In its press release, Standard & Poor’s said “In our opinion, the contingent liabilities posed to the Cypriot government by the Cypriot banking system’s exposure to Greece continue to weigh heavily on the ratings on Cyprus.”

“We believe that a Greek default scenario with private sector involvement (PSI) or “haircuts” higher than previously agreed by commercial creditors would necessitate the recapitalization of some domestic banking institutions.”

“We also believe the effect of a Greek government default could reverberate through Cyprus’ economy in the form of private-sector funding costs increasing beyond our previous expectations, thereby reducing investment and overall domestic demand.”

“Furthermore, weaker economic growth could worsen the Cypriot government’s debt dynamics and reduce the willingness of its political leaders to press forward with fiscal and labour market reforms.”

“We estimate the exposure of Cypriot banks to Greek debt (sovereign, corporate, and bank combined) at about 165% of Cyprus’ GDP.”

Commenting on the €2.5 billion bilateral loan agreement with the Russian government, S&P said that “this could help alleviate funding pressures well into 2012”.

However, it cautioned that temporary measures “would not structurally improve Cyprus’ public finances” and that “one-off agreements could reduce the willingness of social partners to agree to the planned fiscal consolidation measures”.

The move came only hours after EU leaders reached an agreement in which banks holding Greek debt would accept a 50 per cent “haircut” write-off.

Government response

Reacting to the S&P decision, in a statement, the government of the Republic of Cyprus “acknowledges the challenges which the Cypriot economy is facing due to the negative developments from Europe’s debt crisis”.

For this reason, it adds, “the Government intends to act promptly and decisively to take all necessary measures to achieve fiscal consolidation and to handle the challenges of the banking system in cooperation with the Central Bank”.

It urges the political parties to vote in favour of the 2012 Budget as well as all measures for fiscal consolidation “to give the message to markets that the Republic of Cyprus is determined to handle the challenges in an effective and decisive manner”.

On August 26th the House of Representatives approved the first of two packages of austerity measures aiming at fiscal consolidation.
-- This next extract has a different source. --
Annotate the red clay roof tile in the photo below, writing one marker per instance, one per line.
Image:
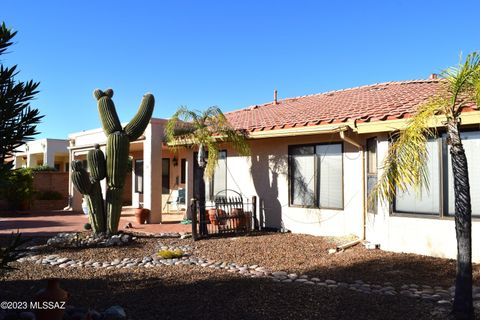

Presenting the 2012 state budget, Finance Minister Kazamias said it contains structural measures aiming to avert negative developments to the Cypriot economy.

It provides for total revenues of 6.22 billion euro, compared with 5.64 billion of 2011 and total expenditures, excluding loan payments, of 7.54 billion euro compared with 8.01 billion of the 2011 state budget.

The budget also includes provisions for a 10% reduction in entry-level salaries for civil servants, abolition of 1,100 vacant positions in the civil service, continuation of the freezing of procedures to fill up vacancies and for reducing by 200 million euro social benefits both by lowering the level of benefits and by introducing income criteria for certain benefits.



  1. The great unknown is, where is a safe place to invest your cash?

    The USA & UK’s debt mountains are rising at astronomical rates. The mighty US dollar is likely to collapse at some point, due to years of living beyond their means & a lack of resolve to reverse this. Most of Europe is at risk unless there is fiscal union, eventually causing the Euro to fail.

    Probably best to invest the cash in Chinese lessons for your grandchildren. The Chinese will soon own the world.

  2. Jim, why keep ‘serious’ money in a Cyprus bank at all? Big risk, modest reward. Funds up to €100k might be ‘guaranteed’ but WHEN might depositors get their money back?

  3. Between exposure to Greek bonds & developer loans, Cyprus is a bigger basket case than Greece.

    I believe it impossible for a nation of 800,000 people to avoid a large handout from the EU, given the sums involved.

    Under no circumstances keep more than €100,000 in any one Cyprus bank. Even then pray that the EU will step in & support the government bank deposit guarantee scheme, as it has nowhere near sufficient funds to pay up.